American music industry attorney

Erin M. Jacobson is an American attorney and writer. She specializes in intellectual property law in the music industry.

==Early life and education==
Jacobson attended the University of Southern California School of Music. She earned her Juris Doctor degree at Southwestern Law School, where she served as the president of Southwestern's Entertainment and Sports Law Society, the national student liaison to the ABA Forum Committee on Entertainment and Sports Industries Law, and the student liaison to Southwestern for the Beverly Hills Bar Association.

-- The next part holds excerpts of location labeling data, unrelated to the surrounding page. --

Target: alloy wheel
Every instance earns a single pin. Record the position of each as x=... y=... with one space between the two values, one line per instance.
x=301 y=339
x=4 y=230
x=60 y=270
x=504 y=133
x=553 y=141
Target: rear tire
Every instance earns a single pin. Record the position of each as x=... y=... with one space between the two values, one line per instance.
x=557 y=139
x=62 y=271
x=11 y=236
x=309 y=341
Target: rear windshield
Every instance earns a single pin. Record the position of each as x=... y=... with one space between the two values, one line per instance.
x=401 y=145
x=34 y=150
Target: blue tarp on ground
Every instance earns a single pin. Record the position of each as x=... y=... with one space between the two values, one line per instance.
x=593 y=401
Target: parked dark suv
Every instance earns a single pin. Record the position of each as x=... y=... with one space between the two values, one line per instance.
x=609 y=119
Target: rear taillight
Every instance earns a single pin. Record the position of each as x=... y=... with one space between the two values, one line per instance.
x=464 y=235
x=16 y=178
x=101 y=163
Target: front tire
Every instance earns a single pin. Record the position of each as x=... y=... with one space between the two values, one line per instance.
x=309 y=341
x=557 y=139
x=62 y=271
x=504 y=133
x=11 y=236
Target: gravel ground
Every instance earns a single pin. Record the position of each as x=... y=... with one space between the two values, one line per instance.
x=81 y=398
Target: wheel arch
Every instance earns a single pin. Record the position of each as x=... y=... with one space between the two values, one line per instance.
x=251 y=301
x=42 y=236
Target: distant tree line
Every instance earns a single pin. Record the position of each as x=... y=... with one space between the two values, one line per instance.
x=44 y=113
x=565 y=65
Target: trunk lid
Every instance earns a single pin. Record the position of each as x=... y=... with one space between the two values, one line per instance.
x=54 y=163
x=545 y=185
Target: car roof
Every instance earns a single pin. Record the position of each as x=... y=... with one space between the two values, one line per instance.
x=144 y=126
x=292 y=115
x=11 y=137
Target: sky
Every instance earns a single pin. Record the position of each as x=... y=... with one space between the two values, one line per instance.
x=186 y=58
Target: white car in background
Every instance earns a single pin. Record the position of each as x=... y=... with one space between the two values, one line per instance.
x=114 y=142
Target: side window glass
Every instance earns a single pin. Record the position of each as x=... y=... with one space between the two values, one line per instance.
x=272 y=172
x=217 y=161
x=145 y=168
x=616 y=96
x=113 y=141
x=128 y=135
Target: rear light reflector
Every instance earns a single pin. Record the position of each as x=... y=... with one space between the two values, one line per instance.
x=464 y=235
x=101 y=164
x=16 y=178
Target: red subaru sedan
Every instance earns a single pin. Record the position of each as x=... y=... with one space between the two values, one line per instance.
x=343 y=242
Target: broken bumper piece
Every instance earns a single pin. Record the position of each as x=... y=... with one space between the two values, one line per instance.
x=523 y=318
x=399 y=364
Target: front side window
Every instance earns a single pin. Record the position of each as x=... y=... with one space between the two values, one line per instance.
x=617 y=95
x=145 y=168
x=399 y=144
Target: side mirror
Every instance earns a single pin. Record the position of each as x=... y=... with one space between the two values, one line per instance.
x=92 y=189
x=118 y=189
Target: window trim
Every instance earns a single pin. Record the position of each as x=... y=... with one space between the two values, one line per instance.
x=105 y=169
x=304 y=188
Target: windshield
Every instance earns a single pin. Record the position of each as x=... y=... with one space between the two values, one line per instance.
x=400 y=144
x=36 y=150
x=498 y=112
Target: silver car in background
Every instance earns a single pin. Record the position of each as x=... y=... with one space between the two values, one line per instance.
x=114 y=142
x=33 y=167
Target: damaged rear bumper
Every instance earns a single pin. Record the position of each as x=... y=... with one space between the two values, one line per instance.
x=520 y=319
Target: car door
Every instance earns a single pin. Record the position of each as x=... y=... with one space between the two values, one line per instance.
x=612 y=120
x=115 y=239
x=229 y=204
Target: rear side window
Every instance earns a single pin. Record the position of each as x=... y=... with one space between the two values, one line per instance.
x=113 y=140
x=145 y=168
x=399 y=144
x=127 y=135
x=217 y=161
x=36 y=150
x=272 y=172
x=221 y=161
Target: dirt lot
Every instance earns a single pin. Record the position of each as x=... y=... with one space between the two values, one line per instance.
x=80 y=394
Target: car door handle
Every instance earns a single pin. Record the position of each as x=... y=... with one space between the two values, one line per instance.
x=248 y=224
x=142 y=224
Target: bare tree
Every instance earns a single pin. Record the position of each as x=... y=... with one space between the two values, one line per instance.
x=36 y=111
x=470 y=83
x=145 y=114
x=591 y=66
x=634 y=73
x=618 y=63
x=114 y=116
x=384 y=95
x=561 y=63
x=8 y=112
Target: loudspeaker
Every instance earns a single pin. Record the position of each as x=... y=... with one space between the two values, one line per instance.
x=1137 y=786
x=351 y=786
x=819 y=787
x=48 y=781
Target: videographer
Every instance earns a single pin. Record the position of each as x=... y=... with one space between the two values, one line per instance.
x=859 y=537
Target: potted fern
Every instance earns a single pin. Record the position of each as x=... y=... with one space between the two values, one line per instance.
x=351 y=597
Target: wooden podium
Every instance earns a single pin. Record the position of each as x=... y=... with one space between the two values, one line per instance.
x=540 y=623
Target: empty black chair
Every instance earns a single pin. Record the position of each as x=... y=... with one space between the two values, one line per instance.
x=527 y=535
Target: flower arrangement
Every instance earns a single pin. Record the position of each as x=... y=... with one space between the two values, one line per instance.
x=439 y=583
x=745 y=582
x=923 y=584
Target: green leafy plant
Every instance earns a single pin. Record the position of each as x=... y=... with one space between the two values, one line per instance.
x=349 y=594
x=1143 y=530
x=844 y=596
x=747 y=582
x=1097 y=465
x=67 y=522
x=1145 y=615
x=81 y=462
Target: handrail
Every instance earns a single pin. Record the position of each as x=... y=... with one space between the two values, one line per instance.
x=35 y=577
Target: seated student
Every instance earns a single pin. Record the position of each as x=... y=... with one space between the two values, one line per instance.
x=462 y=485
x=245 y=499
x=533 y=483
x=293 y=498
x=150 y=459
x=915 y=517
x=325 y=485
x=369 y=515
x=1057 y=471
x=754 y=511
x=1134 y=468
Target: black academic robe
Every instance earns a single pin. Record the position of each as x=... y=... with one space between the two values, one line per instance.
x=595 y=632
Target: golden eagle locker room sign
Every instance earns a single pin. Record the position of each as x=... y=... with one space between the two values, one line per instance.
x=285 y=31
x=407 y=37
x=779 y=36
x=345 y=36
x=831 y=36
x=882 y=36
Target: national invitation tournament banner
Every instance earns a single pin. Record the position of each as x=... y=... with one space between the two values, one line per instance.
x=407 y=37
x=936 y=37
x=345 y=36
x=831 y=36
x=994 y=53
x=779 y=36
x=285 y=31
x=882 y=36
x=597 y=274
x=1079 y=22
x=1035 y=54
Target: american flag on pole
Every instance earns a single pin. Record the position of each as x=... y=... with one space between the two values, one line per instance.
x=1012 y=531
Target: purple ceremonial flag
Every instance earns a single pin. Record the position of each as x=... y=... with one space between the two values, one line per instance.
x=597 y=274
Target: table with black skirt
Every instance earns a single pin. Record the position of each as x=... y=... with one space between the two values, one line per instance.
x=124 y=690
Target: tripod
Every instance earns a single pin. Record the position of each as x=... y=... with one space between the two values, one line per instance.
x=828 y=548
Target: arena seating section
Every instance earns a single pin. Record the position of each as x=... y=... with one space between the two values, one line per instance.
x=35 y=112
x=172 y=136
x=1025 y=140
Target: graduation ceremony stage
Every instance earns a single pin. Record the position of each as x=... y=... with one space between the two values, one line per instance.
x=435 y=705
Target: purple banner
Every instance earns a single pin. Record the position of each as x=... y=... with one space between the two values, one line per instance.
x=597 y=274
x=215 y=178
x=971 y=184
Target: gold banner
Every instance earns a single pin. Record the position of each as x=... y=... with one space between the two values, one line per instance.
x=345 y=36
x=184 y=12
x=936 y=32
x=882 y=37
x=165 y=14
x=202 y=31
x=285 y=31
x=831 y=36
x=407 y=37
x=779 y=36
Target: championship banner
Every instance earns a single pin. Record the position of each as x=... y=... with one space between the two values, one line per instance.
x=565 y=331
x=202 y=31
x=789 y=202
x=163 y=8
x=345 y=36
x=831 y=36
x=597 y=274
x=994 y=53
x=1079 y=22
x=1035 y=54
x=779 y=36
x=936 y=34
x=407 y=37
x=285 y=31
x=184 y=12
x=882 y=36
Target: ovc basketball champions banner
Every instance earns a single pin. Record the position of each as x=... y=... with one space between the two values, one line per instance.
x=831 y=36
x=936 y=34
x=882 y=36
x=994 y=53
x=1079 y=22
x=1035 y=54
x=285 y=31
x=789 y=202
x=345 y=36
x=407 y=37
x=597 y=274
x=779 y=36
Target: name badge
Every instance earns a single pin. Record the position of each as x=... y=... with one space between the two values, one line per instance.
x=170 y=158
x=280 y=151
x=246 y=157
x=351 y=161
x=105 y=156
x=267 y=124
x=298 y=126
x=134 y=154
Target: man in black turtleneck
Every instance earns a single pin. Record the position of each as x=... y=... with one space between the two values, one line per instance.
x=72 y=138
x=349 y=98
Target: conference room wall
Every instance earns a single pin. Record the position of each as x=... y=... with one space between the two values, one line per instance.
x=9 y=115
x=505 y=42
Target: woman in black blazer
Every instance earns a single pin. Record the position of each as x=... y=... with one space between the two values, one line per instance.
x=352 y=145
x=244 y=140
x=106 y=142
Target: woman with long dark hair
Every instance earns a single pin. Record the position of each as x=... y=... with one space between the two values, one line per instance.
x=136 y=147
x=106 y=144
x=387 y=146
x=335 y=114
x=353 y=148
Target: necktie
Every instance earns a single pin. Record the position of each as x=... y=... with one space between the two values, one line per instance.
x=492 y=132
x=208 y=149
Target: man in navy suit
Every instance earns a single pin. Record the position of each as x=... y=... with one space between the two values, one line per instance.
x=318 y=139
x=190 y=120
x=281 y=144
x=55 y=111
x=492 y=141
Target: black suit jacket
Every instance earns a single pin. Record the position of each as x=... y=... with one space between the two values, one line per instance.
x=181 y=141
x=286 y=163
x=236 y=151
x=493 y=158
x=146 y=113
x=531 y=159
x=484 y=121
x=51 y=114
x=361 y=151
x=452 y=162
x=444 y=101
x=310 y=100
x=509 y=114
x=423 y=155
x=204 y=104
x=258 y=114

After passing the California Bar Exam, she opened her own law practice in Beverly Hills, California, acting as CEO.

==Career==
Jacobson worked in the publicity department of Capitol Records. She also worked for Rick Dees, helping him produce Rick Dees Weekly Top 40 Countdown, the longest continuously running countdown (featuring pop music) in the world. She worked at Bug Music and other music publishing companies, as well as several music law firms.

She has handled music legal matters involving Elvis Presley, The Ronettes, Sam Cooke, Andy Williams, Frank Sinatra, Prince, and others.

In 2020, Jacobson published a book, Don't Get Screwed! How to Protect Yourself as an Independent Musician. She discusses copyright, royalties, and contracts. She founded Indie Artist Resource (IAR), website providing contract templates and educational resources for independent musicians, stating her goal was to educate independent artists through the legal barriers that exist.

Billboard recognized her work on theme songs, holiday classics, amongst other music, as Jacobson voiced her concern for AI an its legal implications in her field.

She was featured in Music Business Worldwide's Inspiring Women interview series. In an article on the Women's International Music Network, Jacobson expressed her belief that some refuse to take advice from women and the need for women to work together in a predominantly male field.

Jacobson was named to Billboard magazine's Top Music Lawyers list for seven consecutive years, from 2020 to 2026.